Martin J. Oberman served as alderman of Chicago’s 43rd Ward from 1975 to 1987. He was an acknowledged expert of the city budget and a constant adversary of the Chicago City Council’s heavy-handed political majority.

After leaving the City Council, Oberman was appointed Chairman of the Shore Protection Commission, which was tasked with doing a rehabilitation of Chicago’s shoreline while ensuring environmental protection. He ran for Illinois Attorney General in 1981, 1986 and again in 1994. Currently, he is a lawyer in private practice.

Here are some observations he had about the Feb. 22 election:

Q: What was the main thing you were surprised about during this election?

A: Nothing at all. This election was very predictable.

Q: What is the main point you gathered from the results of this election?

A: The point was that this election was never really much of a contest. We had one very strong candidate and a bunch of other weak candidates. The candidates were weak because they didn’t have nearly as much money as Rahm Emanuel. Only Gery Chico had any money, and compared to Rahm, it was nothing. Carol Moseley Braun was just sort of a goofball, and Miguel del Valle was not charismatic at all.

Q: How does 2010 election campaigning in the Chicago area compare to past mid-term elections?

A: This election was unique. It is the first time we have had an election without someone named Daley on the ballot in a very long time. Because there was not a familiarity of the incumbent, people took more in depth interest in the candidates, however it did not result in much turnout.

Q: What is your assessment of Chicago media coverage of the 2010 political campaigning?

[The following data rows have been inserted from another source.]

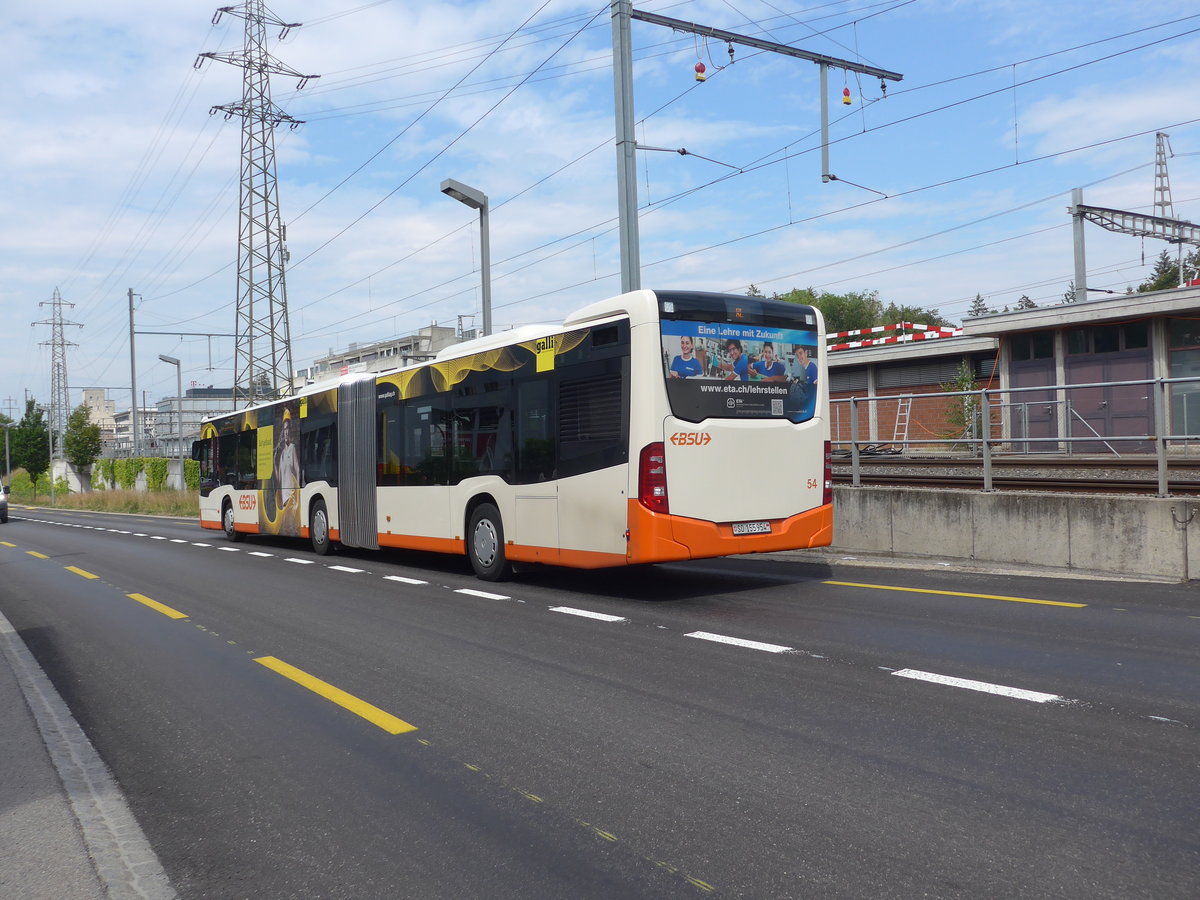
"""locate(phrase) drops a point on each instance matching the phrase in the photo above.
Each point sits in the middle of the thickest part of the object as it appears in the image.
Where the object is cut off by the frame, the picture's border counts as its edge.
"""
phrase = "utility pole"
(133, 385)
(263, 349)
(623, 88)
(60, 397)
(1162, 227)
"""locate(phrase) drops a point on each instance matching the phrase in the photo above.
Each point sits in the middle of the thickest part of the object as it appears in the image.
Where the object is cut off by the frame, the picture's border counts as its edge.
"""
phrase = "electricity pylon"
(263, 345)
(60, 396)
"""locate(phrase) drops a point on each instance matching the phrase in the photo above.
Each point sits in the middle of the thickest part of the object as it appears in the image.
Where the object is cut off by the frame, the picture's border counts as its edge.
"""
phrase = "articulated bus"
(654, 426)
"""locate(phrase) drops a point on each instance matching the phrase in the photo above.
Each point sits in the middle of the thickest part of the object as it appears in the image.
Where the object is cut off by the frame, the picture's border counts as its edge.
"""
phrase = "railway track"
(1003, 483)
(1048, 474)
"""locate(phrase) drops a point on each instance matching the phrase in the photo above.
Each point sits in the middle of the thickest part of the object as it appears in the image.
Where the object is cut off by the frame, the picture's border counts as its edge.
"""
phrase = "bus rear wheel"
(227, 525)
(485, 544)
(318, 529)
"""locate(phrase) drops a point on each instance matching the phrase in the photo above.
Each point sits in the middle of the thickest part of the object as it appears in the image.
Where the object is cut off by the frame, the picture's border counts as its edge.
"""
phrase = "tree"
(31, 442)
(81, 444)
(894, 313)
(861, 309)
(1165, 274)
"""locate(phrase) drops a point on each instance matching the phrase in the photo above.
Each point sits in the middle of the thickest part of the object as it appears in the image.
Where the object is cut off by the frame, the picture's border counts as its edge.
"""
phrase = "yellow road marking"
(155, 605)
(359, 707)
(957, 593)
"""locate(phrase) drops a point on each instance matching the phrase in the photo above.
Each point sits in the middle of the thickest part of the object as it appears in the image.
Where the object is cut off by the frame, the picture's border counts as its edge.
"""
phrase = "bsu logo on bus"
(691, 438)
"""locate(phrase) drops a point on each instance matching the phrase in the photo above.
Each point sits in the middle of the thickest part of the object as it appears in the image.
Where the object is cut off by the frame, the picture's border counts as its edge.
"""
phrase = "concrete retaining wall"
(1099, 534)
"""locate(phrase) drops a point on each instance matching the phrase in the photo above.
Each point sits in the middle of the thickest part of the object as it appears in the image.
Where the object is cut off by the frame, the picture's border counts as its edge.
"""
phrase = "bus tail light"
(827, 497)
(652, 478)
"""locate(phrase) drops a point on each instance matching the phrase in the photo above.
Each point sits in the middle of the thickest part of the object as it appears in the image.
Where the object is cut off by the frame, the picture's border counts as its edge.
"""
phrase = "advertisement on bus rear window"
(724, 371)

A: It was not very good. There was too much focus on Rahm’s residency and not enough on the key issues like how we would balance the budget. The media let all the candidates get away with a lot of generalities.

Q: What changes would you like to see in future election campaigning?

A: I am a big believer in public financing. Because Rahm had a much greater amount of funding for his campaign it was not a level playing field. This would greatly affect the results of the election.